Last year, TheJournal.ie broke the news that a new Scientology community centre was opening in Firhouse and that there had been plans to bring a number of the church-backed initiatives (such as Narconon) to Ireland.

There have been local concerns that the rehab facility will open in Westmeath in the coming months.

Over 200 people protested to express their concerns over the reported plans in Ballivor this week.
But what is Narconon and why are locals so concerned?

According to its official website, Narconon “uses unique rehabilitation technology that gets to the problem at its source and provides a path for long-term success”.

But their methods have proven controversial.

Their drug detoxification programme uses high doses of vitamins along with long periods in dry saunas which it says is an attempt to flush toxins out of your body.

Narconon-providing facilities have also been involved in wrongful death lawsuits in the US. There were four deaths in three years at one Narconon facility in Oklahoma although these have not been linked specifically to the treatment administered during the programme.

The Church of Scientology offers a so-called religious version of this called the purification rundown.

A former member of the group explained what it was like.

John McGhee told TheJournal.ie: “I was put onto the “purification rundown”, also know in ‘scientologese’ as the Purif, as my first step on Scientology’s ‘Bridge to Total Freedom’.

“It consisted of me going into the sauna every day for up to 4 hours for 32 days. Immediately before each session in the sauna I was given high doses of niacin (vitamin B3) and brought on a two-mile jog so as to induce the niacin flush. Once my skin start turning bright red and feeling like I have been stung by fire ants, it was time to jog back to the mission and get straight into the sauna.

“It was absolutely unbearable and I would often fall asleep inside the sauna with my Purif twin (another guy who was undergoing the purification rundown with me) waking me up and talking about how great L Ron Hubbard was and that how the rest of the world was deficient without Scientology in their lives.

“The person supervising our purification rundown was called the Purif i/c (in-charge). They will periodically check on us in the sauna and administer to us salts to take orally, with water, and ensure that we would have brief cold showers and return to the sauna promptly.

“I was told by Scientology the purification was the first step on the bridge because one needed a clear body and clear mind to proceed with the intense auditing which was to follow.”

A vocal opponent of the centre setting up in Westmeath is TD for the area Peadar Tóibín.

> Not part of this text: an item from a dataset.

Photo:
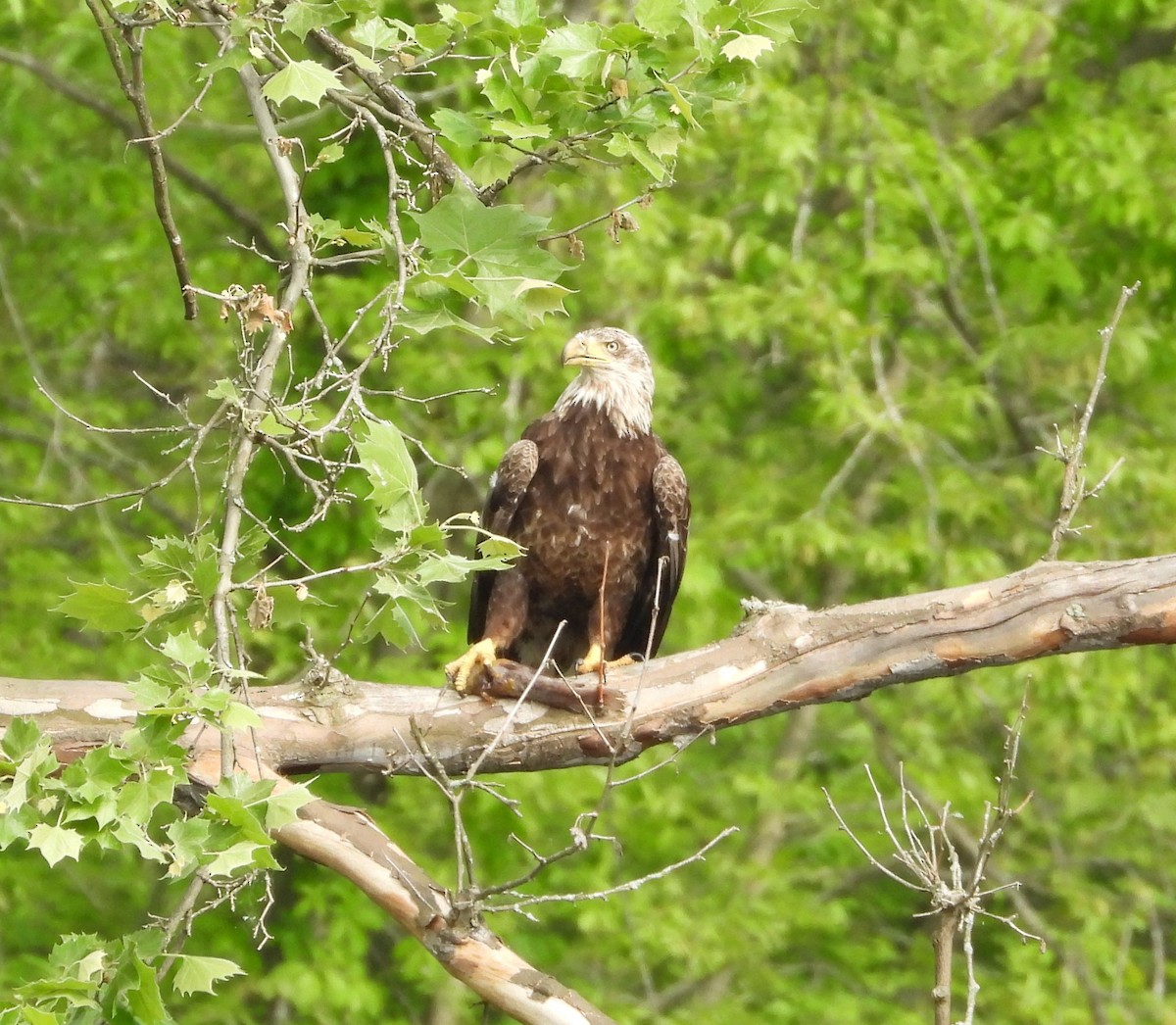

He is worried that there is no legislation in place that requires private drug treatment facilities to be independently assessed. He said that the State has a duty of its care to all people here.

In an answer to a parliamentary question by Tóibín, the Department for Health admitted that there is currently no provision in legislation for the regulation or inspection of residential treatment or rehabilitation centres specialising in addiction.

He said that this causes “significant concern”.

“The Department of Health also stated to me that organisations which provide addiction services and are funded by the HSE are required to meet minimum standards in the delivery of services across a range of criteria which form the basis of any service level agreement.

It appears that anyone can set up a residential treatment facility without accreditation and regulation in Ireland at the moment. To me this is a major gap in the state’s responsibility to protect the most vulnerable people.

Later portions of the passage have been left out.